PRPG:

Tallest, Shortest, Biggest, Smallest, Youngest, Oldest: NFL Trivia

November 27, 2013

Updated March 12, 2019

More sports statistical anomalies, this time for football. Here is some great NFL trivia.

NFL-Players-Trivia1

Tallest Player

Being taller than 7’0” is routine in the NBA. In the NFL, there’s only been one man…and it wasn’t ‘70s star Ed “Too Tall” Jones. Seven-foot-tall defensive tackle Richard Sligh was drafted by the Oakland Raiders in 1967. He wasn’t put to much use, playing in just eight games and sitting on the bench during Super Bowl II. 

Shortest Player

In the early days of the NFL—when it was essentially a regional, semiprofessional league, a 5’0.5”-tall guy named Jack Shapiro played in just one game in 1929, as a back, for the now defunct Staten Island Stapletons. 

Biggest Player

Professional football is a big man’s game—for example, most linesmen necessarily weigh more than 300 pounds. The biggest isn’t Chicago Bears’ legend William “The Refrigerator” Perry. It’s Michael Jasper. This offensive linesman and nose tackle for the New York Giants was drafted in 2011, when his weight was 448 pounds. But his size sure didn’t make him any less agile. He could reportedly vertically jump 32 inches, land a nine-foot long jump, and dunk a basketball. As his playing career went on (he retired after the 2014 season), Jasper dropped to around 375 pounds, which would still rank him among the five biggest big men in league history.

Smallest Player

If linesmen are tall and hefty, wide receivers are short and slim. The smallest man to ever play in the NFL was wide receiver Gerald McNeil, who weighed 142 pounds and stood 5’7” tall. He played for five seasons in the 1980s, and was voted to the Pro Bowl in 1987. 

Oldest Player

Legendary quarterback and hall of famer George Blanda played in the NFL from 1948 until 1976, when he was 48. He played for 26 seasons, a record. And until 2000, he held the record of most points scored in a career, with 2,002. (He’s now seventh on the all-time list.)

Youngest Player

At 12, Amobi Okoye emigrated from Nigeria to Alabama, and tested into the ninth grade—two years above his age.
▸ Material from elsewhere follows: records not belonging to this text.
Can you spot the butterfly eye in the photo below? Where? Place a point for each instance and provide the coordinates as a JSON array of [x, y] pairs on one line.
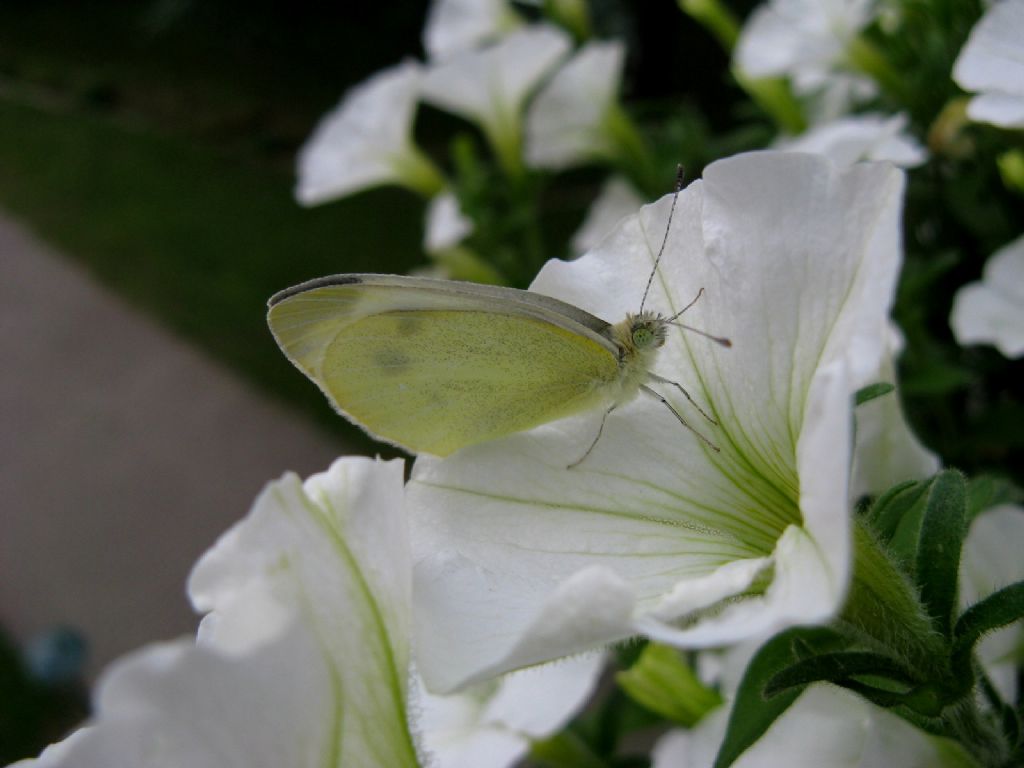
[[643, 336]]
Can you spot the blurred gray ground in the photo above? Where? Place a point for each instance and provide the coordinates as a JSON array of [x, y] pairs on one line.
[[124, 453]]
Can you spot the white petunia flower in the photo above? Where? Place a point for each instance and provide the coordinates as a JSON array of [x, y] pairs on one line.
[[519, 560], [489, 86], [809, 42], [848, 140], [573, 118], [446, 226], [992, 560], [991, 65], [303, 657], [492, 724], [616, 200], [456, 26], [825, 726], [367, 141], [991, 310]]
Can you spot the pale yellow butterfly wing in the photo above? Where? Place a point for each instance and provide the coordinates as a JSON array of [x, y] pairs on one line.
[[434, 366]]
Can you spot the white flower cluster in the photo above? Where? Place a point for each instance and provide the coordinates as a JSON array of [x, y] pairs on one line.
[[357, 620]]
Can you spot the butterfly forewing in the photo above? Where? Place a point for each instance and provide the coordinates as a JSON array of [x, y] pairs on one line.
[[432, 366]]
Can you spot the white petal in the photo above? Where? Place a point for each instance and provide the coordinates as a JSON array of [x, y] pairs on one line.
[[800, 38], [333, 555], [456, 26], [566, 123], [1004, 110], [799, 260], [181, 705], [326, 565], [491, 725], [491, 85], [446, 225], [992, 62], [540, 700], [992, 310], [616, 200], [991, 560], [360, 143], [861, 137]]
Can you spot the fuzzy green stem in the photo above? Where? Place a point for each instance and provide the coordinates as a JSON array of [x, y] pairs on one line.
[[717, 18], [884, 606], [505, 137], [417, 172]]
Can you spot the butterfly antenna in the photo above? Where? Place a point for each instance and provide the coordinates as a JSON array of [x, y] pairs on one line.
[[680, 176], [717, 339]]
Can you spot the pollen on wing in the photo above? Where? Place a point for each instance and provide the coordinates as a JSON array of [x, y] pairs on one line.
[[391, 361]]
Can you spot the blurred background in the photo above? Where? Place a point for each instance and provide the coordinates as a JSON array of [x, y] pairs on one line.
[[146, 213]]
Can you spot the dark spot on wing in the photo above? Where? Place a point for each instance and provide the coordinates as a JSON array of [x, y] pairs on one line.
[[409, 326], [391, 361]]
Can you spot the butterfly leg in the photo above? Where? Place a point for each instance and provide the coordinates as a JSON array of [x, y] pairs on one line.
[[677, 385], [678, 416], [600, 429]]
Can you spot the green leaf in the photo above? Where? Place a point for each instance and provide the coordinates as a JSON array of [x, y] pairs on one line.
[[663, 682], [565, 750], [998, 609], [753, 713], [865, 394], [889, 509], [838, 668], [943, 526]]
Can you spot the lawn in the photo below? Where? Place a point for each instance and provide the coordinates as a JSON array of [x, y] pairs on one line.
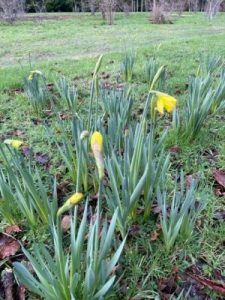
[[70, 45]]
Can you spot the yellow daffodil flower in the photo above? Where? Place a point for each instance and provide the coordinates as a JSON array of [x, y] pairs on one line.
[[70, 202], [84, 134], [97, 149], [164, 102], [14, 143]]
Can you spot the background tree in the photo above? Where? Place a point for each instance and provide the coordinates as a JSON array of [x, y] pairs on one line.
[[10, 9]]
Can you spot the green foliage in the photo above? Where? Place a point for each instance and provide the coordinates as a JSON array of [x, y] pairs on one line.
[[178, 217], [36, 89], [23, 190], [85, 272], [127, 67], [117, 109], [155, 74], [68, 93], [75, 153]]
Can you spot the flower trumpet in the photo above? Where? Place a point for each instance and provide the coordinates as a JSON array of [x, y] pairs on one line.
[[14, 143], [97, 149], [72, 201], [164, 102]]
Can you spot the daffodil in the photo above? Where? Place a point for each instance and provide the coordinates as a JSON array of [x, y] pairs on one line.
[[165, 102], [14, 143], [97, 149], [70, 202], [32, 73], [84, 134]]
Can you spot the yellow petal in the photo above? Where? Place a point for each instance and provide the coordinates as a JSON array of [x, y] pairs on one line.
[[97, 147], [160, 105], [75, 198], [14, 143], [96, 141], [169, 103]]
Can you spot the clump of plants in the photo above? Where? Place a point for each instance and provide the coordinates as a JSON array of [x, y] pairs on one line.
[[118, 162]]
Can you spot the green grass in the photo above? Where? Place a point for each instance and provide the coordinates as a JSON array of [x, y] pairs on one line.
[[70, 46]]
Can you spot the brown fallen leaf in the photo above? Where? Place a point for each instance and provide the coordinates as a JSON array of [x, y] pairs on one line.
[[8, 246], [8, 281], [154, 235], [217, 286], [167, 287], [12, 228]]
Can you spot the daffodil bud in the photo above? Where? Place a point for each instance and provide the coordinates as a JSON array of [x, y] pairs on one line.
[[166, 102], [70, 202], [97, 149], [14, 143], [84, 134]]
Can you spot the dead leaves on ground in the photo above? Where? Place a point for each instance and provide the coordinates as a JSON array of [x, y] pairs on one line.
[[193, 282]]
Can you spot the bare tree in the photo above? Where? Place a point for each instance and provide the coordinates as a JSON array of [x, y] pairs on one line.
[[108, 8], [10, 9], [213, 7]]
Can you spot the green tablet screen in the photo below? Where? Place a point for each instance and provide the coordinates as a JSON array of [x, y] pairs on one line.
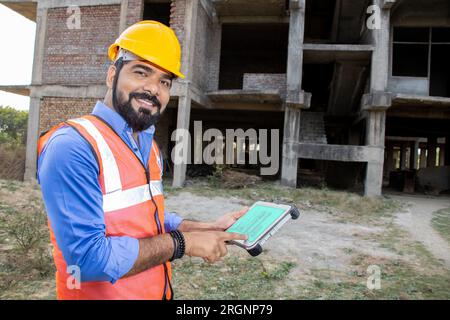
[[256, 221]]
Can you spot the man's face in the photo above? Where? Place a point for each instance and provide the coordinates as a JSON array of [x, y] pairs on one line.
[[143, 92]]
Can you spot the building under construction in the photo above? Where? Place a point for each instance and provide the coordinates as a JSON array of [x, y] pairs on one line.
[[359, 89]]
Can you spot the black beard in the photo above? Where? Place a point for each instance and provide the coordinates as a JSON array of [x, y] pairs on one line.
[[142, 119]]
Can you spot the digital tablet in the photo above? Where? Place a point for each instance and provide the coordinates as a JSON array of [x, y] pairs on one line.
[[260, 222]]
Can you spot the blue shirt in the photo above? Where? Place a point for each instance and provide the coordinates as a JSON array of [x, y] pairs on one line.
[[68, 175]]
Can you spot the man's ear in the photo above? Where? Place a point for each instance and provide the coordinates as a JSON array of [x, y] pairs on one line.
[[110, 76]]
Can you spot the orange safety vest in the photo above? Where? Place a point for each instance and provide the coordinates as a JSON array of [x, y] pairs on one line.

He graduated from high school at 16 and turned down Harvard to attend the University of Louisville so he could play football. He left college after three years and joined the NFL, but that’s because he’d already finished college. Playing college football at 16 made him the youngest player in NCAA history. Playing in the NFL at 19 made him the youngest player in NFL history, too.